Am 1. September 2026 wird Dominik Grässlin die Kaplanstelle der Münstergemeinde St. Martin und der Gemeinde St. Petrus in Bonn übernehmen. Ein Schritt, der für ihn nicht nur beruflich, sondern auch persönlich von großer Bedeutung ist. „Ich freue mich sehr über die Rückkehr nach Bonn“, gesteht er, wo er während seiner Studienzeit prägende Erfahrungen gesammelt hat. Vor allem die Förderung der Jugendarbeit, die ihm am Herzen liegt, wird ein zentraler Aspekt seiner neuen Tätigkeit sein. Hier hat er die Aufgabe, die bereits von seinem Vorgänger, Kaplan Jasper, ins Leben gerufenen Projekte am EKKO und in der Bonner Innenstadt fortzuführen. Das klingt doch nach einer echten Herausforderung!
Die Bekanntgabe seiner neuen Rolle erfolgte durch das Katholische Stadtdekanat Bonn, und Bonner Stadtdechant Msgr. Markus Hofmann zeigte sich erfreut über die schnelle Nachbesetzung der Kaplanstelle nach dem Weggang von Christian Jasper. Jasper, der seit September 2020 als Stadtjugendseelsorger in Bonn tätig war, hat viel bewegt und wird sicher in guter Erinnerung bleiben. Grässlin wird auch die Junge Messe am Sonntagabend regelmäßig feiern – ein Event, das vielen Jugendlichen eine wichtige Plattform bietet. Wenn das kein Grund zur Freude ist!
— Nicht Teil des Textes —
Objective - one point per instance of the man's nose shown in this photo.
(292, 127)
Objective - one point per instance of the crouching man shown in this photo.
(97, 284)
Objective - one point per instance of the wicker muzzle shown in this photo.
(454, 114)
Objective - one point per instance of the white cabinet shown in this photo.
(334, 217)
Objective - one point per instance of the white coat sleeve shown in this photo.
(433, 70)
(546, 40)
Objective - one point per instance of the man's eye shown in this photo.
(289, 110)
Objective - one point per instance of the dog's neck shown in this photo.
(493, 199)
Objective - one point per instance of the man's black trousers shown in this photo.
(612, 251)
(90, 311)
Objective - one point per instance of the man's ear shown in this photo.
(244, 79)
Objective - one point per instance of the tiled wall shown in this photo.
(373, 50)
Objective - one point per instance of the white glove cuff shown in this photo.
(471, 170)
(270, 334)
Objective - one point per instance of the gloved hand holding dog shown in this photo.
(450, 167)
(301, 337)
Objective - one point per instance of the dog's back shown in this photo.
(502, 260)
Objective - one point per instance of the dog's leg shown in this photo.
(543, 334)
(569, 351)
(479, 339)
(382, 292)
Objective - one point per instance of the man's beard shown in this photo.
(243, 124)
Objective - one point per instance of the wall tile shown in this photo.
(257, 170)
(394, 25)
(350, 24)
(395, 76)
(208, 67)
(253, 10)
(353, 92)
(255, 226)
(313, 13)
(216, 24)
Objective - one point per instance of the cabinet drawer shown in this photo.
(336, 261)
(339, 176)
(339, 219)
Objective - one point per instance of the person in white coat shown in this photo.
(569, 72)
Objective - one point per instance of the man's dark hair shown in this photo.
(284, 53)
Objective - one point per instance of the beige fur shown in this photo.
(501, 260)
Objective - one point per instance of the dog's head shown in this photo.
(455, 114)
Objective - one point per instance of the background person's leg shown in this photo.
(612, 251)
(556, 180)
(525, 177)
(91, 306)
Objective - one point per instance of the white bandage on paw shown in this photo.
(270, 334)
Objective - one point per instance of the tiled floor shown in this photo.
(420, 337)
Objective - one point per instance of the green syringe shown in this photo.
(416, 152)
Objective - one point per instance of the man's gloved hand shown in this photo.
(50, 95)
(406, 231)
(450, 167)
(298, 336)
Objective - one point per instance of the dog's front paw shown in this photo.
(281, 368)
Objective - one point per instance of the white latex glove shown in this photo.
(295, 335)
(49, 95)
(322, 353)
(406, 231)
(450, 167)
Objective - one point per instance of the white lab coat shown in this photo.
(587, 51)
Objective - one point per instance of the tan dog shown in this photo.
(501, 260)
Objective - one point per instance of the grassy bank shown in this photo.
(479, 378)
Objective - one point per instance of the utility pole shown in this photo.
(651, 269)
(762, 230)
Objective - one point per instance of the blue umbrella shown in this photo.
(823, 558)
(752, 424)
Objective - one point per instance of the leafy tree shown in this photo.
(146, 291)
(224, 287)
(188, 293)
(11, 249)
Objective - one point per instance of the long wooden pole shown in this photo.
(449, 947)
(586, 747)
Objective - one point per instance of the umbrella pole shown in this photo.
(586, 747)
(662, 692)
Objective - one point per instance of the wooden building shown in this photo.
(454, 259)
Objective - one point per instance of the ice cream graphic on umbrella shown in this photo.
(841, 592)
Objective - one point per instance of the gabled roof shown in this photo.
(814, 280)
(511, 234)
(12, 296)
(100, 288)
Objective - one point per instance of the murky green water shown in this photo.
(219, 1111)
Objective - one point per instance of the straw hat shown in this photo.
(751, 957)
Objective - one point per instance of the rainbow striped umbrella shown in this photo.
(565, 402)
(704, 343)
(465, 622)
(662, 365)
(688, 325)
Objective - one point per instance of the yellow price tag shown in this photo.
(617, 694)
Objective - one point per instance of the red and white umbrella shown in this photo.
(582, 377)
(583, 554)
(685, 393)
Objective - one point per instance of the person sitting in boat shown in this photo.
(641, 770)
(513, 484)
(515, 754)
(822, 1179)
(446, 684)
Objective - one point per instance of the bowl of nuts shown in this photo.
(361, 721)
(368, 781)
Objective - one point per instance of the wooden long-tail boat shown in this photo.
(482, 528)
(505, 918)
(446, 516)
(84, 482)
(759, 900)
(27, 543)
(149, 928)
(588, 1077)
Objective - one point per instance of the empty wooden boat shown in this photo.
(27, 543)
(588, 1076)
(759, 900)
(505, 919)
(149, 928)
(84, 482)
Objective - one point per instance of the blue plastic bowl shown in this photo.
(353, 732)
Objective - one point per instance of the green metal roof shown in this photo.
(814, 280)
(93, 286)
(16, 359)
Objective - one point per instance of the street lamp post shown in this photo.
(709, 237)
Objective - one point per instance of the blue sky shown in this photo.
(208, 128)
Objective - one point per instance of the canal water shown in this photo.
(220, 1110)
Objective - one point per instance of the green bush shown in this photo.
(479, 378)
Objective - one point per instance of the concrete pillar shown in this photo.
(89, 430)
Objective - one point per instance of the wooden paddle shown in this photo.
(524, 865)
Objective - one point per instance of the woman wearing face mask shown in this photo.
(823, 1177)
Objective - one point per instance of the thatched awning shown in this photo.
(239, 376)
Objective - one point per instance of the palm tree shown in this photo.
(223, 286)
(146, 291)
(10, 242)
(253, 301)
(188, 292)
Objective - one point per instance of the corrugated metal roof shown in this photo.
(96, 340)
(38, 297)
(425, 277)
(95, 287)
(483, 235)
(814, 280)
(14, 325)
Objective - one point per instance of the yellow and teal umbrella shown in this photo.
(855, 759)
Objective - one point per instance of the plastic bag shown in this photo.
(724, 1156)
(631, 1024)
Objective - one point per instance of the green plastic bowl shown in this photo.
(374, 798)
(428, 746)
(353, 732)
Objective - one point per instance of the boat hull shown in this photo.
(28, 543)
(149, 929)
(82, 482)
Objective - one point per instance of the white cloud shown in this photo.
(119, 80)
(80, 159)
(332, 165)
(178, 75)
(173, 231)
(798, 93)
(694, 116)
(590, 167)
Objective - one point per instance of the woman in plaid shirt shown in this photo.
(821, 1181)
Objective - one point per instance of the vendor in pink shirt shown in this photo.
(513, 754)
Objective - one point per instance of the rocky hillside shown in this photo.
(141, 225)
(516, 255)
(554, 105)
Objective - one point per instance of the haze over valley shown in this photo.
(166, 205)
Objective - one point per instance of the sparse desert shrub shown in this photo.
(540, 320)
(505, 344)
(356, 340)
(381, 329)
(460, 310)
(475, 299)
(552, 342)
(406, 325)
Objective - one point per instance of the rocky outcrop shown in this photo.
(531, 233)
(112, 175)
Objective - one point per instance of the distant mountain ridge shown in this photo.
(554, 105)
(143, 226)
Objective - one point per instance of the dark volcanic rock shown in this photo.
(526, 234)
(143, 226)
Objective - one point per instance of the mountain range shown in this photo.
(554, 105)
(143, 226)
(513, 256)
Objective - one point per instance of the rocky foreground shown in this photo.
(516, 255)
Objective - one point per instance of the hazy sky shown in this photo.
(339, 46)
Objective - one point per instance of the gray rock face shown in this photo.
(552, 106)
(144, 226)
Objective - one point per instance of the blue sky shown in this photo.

Ein Blick auf den Werdegang von Dominik Grässlin
1993 in Kappeln an der Ostsee geboren, hat Dominik Grässlin schon früh seine Leidenschaft für die Theologie entdeckt. Sein Abitur legte er 2011 in Jever/Friesland ab und wurde wenig später als Priesterkandidat für das Erzbistum Köln ins Collegium Albertinum aufgenommen. Hier begann sein Weg in die Welt der katholischen Kirche. Während seines Studiums in Bonn und Mainz hat er die Grundlagen gelegt, die ihn schließlich 2021 zur Diakonatsweihe und im Juni 2022 zur Priesterweihe führten. Seither ist er Kaplan an den Kölner Pfarreien Hl. Franz von Assisi und St. Marien und hat seit Dezember 2024 auch Verantwortung in St. Engelbert und St. Bonifatius übernommen.
Die Jugendarbeit, die eine Herzensangelegenheit für Grässlin ist, wird von den regionalen Jugendseelsorgern koordiniert. In Bonn, dem Rhein-Sieg-Kreis und dem Kreis Euskirchen gibt es spezielle jugendpastorale Zentren, die als Anlauf- und Begegnungsstätten für junge Menschen dienen. EKKO am Bonner Münster ist ein solches Zentrum, das durch seine vielseitigen Angebote, darunter auch „Aktivreisen“, besticht. Die Stadt- und Kreisjugendseelsorge will junge Menschen dazu anregen, die tiefere Dimension des Lebens zu erkunden und persönliche Begegnungen zu schaffen, ohne dabei fertige Antworten zu liefern.
Ein Abschied und ein Neuanfang
Christian Jasper, der die Jugendarbeit in Bonn maßgeblich geprägt hat, wird in der Gemeinde fehlen. Er hat nicht nur als Stadtjugendseelsorger gewirkt, sondern auch als Präses des BDKJ-Stadtverbandes und im Bonner Sendungsraum Innenstadt, wo er auch die Münster-Pfarrei St. Martin übergangsweise verwaltet hat. Seine Wurzeln als Messdiener und seine Jurastudienzeit in Köln haben sicherlich dazu beigetragen, dass er sich für die Priesterlaufbahn entschieden hat. Denn während seines Theologiestudiums im Collegium Albertinum kam der entscheidende Wendepunkt: der Entschluss, Priester zu werden. Nach seiner Priesterweihe im Kölner Dom durch Erzbischof Rainer Kardinal Woelki begann er seine erste Tätigkeit in Düsseldorf mit dem Fokus auf Jugendarbeit.
Mit Grässlin an der Spitze wird die Jugendarbeit in Bonn sicherlich eine neue Dynamik erfahren. Es bleibt spannend, wie er die Traditionen und Projekte seines Vorgängers weiterführen und möglicherweise neue Impulse setzen wird. Der Einführungsgottesdienst am 6. September um 18 Uhr in der Münsterbasilika wird ein schöner Rahmen sein, um ihn willkommen zu heißen. Ein neuer Abschnitt beginnt, und die Vorfreude auf das, was kommt, ist spürbar!